The Hardy Boys: It's What's (Almost) For Dinner
Updated 2006-02-19 16:00:00
While in Minnesota investigating a young boy's claim that he witnessed a mysterious kidnapping, Sam goes and gets kidnapped himself. Dean convinces a policewoman to help him search for Sam, and the two eventually find themselves poking around the backwoods. What they find is pretty gruesome: a family that kidnaps people in order to release them into the woods, hunt them down, kill them, and then put their teeth into decorative jars around the house. Martha would most definitely not approve. I think she'd recommend a more beachy theme involving sand and sea shells, probably in an oversized hurricane lamp. The Minnesotan hillbillies catch Dean and the policewoman, but despite putting their heads together -- a brain trust totaling negative 4,657 IQ points -- they are unable to contain anybody. The hillbillies eventually start shooting each other by accident, showing that they have more in common with the Bush Administration than cumulative IQ. Oooooh. The policelady shoots the head hillbilly, avenging her brother's death, and then the episode just sort of stops.

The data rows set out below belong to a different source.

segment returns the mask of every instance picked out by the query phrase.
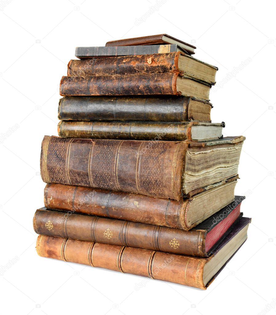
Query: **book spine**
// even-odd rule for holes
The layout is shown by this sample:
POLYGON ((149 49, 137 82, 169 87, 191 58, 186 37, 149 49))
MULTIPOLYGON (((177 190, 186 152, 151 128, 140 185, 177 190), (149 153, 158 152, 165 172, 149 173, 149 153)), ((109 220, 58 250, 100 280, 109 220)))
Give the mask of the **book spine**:
POLYGON ((180 52, 70 60, 67 75, 104 76, 179 71, 180 52))
POLYGON ((140 46, 77 47, 75 56, 80 59, 97 57, 131 55, 164 54, 177 51, 177 45, 155 45, 140 46))
POLYGON ((62 96, 178 95, 177 72, 164 73, 63 77, 62 96))
POLYGON ((59 138, 45 136, 43 180, 180 201, 184 142, 59 138))
POLYGON ((44 190, 47 208, 182 230, 189 201, 177 201, 121 192, 48 184, 44 190))
POLYGON ((43 257, 206 289, 208 259, 42 235, 36 248, 43 257))
POLYGON ((92 215, 38 209, 33 227, 38 234, 201 257, 206 231, 184 231, 92 215))
POLYGON ((65 120, 189 121, 191 97, 66 96, 58 118, 65 120))
POLYGON ((63 138, 184 141, 192 140, 192 127, 197 123, 62 120, 58 132, 63 138))

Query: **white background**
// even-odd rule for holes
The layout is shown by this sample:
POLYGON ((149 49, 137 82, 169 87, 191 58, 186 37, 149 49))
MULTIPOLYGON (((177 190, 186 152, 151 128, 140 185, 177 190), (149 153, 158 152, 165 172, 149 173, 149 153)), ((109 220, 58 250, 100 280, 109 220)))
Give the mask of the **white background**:
POLYGON ((1 313, 275 313, 275 2, 164 2, 153 12, 155 0, 0 1, 1 313), (43 258, 35 249, 40 145, 44 135, 57 135, 60 80, 75 47, 163 32, 193 43, 196 57, 219 67, 212 120, 226 122, 225 135, 247 138, 236 193, 247 196, 248 240, 205 291, 43 258))

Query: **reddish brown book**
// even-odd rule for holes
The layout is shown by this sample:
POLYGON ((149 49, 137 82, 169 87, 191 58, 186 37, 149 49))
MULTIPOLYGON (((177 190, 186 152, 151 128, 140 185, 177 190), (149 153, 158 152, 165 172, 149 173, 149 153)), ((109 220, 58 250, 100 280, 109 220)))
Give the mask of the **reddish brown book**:
POLYGON ((189 231, 43 208, 33 218, 36 232, 188 256, 207 257, 242 216, 235 200, 189 231))
POLYGON ((47 183, 179 201, 183 196, 237 175, 244 139, 227 137, 198 142, 45 136, 41 175, 47 183))
POLYGON ((204 289, 245 241, 250 221, 241 218, 206 258, 41 235, 36 249, 43 257, 204 289))
POLYGON ((167 34, 150 35, 147 36, 111 41, 107 42, 106 44, 106 46, 132 46, 157 45, 158 44, 176 44, 190 54, 194 54, 194 50, 196 48, 195 46, 177 39, 177 38, 167 34))
POLYGON ((179 72, 211 84, 216 82, 217 68, 178 52, 72 60, 68 76, 104 76, 179 72))
POLYGON ((63 77, 62 96, 187 95, 208 100, 211 85, 177 72, 164 73, 63 77))
POLYGON ((138 194, 47 184, 47 208, 188 230, 234 199, 237 176, 181 201, 138 194))

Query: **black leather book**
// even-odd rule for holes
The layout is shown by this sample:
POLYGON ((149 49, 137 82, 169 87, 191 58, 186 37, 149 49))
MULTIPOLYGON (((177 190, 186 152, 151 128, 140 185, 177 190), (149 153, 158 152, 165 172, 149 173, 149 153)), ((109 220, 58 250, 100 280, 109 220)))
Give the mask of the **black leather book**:
POLYGON ((185 52, 177 45, 150 45, 140 46, 109 46, 77 47, 75 56, 79 59, 130 55, 164 54, 175 51, 185 52))

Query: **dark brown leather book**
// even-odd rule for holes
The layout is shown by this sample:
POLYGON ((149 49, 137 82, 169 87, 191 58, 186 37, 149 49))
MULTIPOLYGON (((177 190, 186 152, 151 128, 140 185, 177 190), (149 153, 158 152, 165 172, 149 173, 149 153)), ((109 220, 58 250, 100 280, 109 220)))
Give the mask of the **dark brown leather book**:
POLYGON ((48 184, 47 208, 190 230, 231 202, 237 176, 177 201, 130 192, 48 184), (220 184, 220 185, 219 184, 220 184))
POLYGON ((67 75, 104 76, 179 72, 181 76, 216 82, 217 68, 180 52, 72 60, 68 65, 67 75))
POLYGON ((210 84, 177 72, 63 77, 62 96, 183 95, 208 100, 210 84))
POLYGON ((210 123, 212 104, 188 96, 66 96, 59 119, 210 123))
POLYGON ((140 46, 105 46, 77 47, 75 55, 80 59, 95 57, 112 57, 131 55, 164 54, 176 51, 185 52, 177 45, 149 45, 140 46))
POLYGON ((224 126, 223 122, 61 120, 58 133, 62 138, 202 142, 221 138, 224 126))
POLYGON ((47 183, 179 201, 237 175, 244 139, 227 137, 198 142, 45 136, 41 173, 47 183))
POLYGON ((156 45, 157 44, 176 44, 191 54, 194 54, 194 50, 196 48, 195 46, 177 39, 167 34, 150 35, 141 37, 111 41, 107 42, 106 44, 106 46, 132 46, 156 45))
POLYGON ((250 221, 241 218, 206 258, 41 235, 37 237, 36 250, 43 257, 204 289, 246 240, 250 221))
POLYGON ((45 207, 36 212, 33 228, 38 234, 49 236, 206 257, 242 216, 240 208, 243 198, 236 196, 233 202, 215 214, 213 218, 189 231, 45 207))

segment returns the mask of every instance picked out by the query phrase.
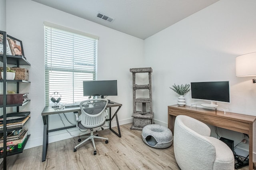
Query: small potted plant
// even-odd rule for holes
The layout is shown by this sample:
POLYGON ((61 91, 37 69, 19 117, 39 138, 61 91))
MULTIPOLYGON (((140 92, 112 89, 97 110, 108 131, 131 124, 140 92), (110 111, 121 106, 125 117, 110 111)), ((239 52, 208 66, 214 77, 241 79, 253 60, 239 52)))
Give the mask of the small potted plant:
POLYGON ((183 95, 190 90, 190 85, 186 84, 185 85, 183 84, 176 85, 174 83, 174 85, 173 85, 172 87, 170 87, 170 88, 180 95, 180 97, 178 97, 179 99, 178 100, 178 104, 180 106, 184 106, 186 105, 186 101, 183 95))
MULTIPOLYGON (((4 72, 3 69, 1 70, 1 76, 2 78, 4 77, 4 72)), ((10 67, 6 67, 6 80, 14 80, 15 77, 15 71, 11 69, 10 67)))

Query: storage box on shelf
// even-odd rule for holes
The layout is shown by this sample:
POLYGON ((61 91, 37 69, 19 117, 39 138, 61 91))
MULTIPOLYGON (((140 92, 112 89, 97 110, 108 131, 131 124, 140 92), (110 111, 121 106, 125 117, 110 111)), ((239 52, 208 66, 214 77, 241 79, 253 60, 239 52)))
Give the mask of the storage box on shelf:
MULTIPOLYGON (((28 70, 24 68, 11 67, 12 70, 15 71, 15 77, 14 80, 28 80, 28 70)), ((3 69, 3 67, 0 67, 0 70, 3 69)), ((3 79, 0 74, 0 79, 3 79)))

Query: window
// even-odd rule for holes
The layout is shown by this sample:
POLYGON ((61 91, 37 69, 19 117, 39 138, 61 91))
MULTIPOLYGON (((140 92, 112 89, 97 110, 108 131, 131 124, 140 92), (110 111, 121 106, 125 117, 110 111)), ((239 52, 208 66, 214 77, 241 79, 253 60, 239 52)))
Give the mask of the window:
POLYGON ((44 28, 46 106, 55 92, 62 103, 84 100, 83 81, 96 79, 98 38, 46 22, 44 28))

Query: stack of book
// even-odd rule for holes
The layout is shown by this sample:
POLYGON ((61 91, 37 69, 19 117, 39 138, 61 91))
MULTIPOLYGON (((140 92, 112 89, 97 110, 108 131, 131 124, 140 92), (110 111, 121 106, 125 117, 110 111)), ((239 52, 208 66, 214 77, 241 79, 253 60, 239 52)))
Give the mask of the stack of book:
MULTIPOLYGON (((3 134, 0 134, 0 152, 4 152, 3 134)), ((22 148, 28 136, 28 129, 13 130, 7 134, 7 151, 22 148)))
MULTIPOLYGON (((18 112, 6 114, 6 127, 22 126, 30 118, 30 112, 18 112)), ((4 128, 3 116, 0 116, 0 129, 4 128)))

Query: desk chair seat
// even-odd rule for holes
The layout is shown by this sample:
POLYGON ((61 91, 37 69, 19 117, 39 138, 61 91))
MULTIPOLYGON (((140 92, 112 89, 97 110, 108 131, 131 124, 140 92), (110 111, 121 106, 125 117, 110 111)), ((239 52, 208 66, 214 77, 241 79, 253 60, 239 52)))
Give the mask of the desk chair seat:
POLYGON ((86 138, 84 140, 75 146, 74 151, 76 151, 76 148, 90 139, 92 142, 94 150, 94 154, 97 154, 96 147, 94 142, 94 138, 106 140, 105 143, 108 143, 108 138, 100 137, 98 134, 94 134, 93 128, 103 125, 106 122, 106 118, 108 116, 106 107, 108 101, 107 99, 98 99, 87 100, 80 103, 81 114, 78 116, 78 113, 76 113, 76 127, 79 129, 90 129, 90 136, 80 136, 78 142, 81 141, 81 138, 86 138))

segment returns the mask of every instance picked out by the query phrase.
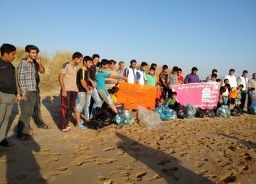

But if there is one rule in television, it's that people like to watch things involving crazy inbred evil rituals, and we'll forgive just about anything, including but not limited to: unidentifiable accents, inaccurate hillbilly genealogy (shouldn't these guys have been more militia types?), the unlikely sympathy the officer shows Dean even after discovering he's stolen a police badge, Sam's continually problematic hair, the ungodly number of cultural references made in place of a compelling, original plot -- and trucker caps.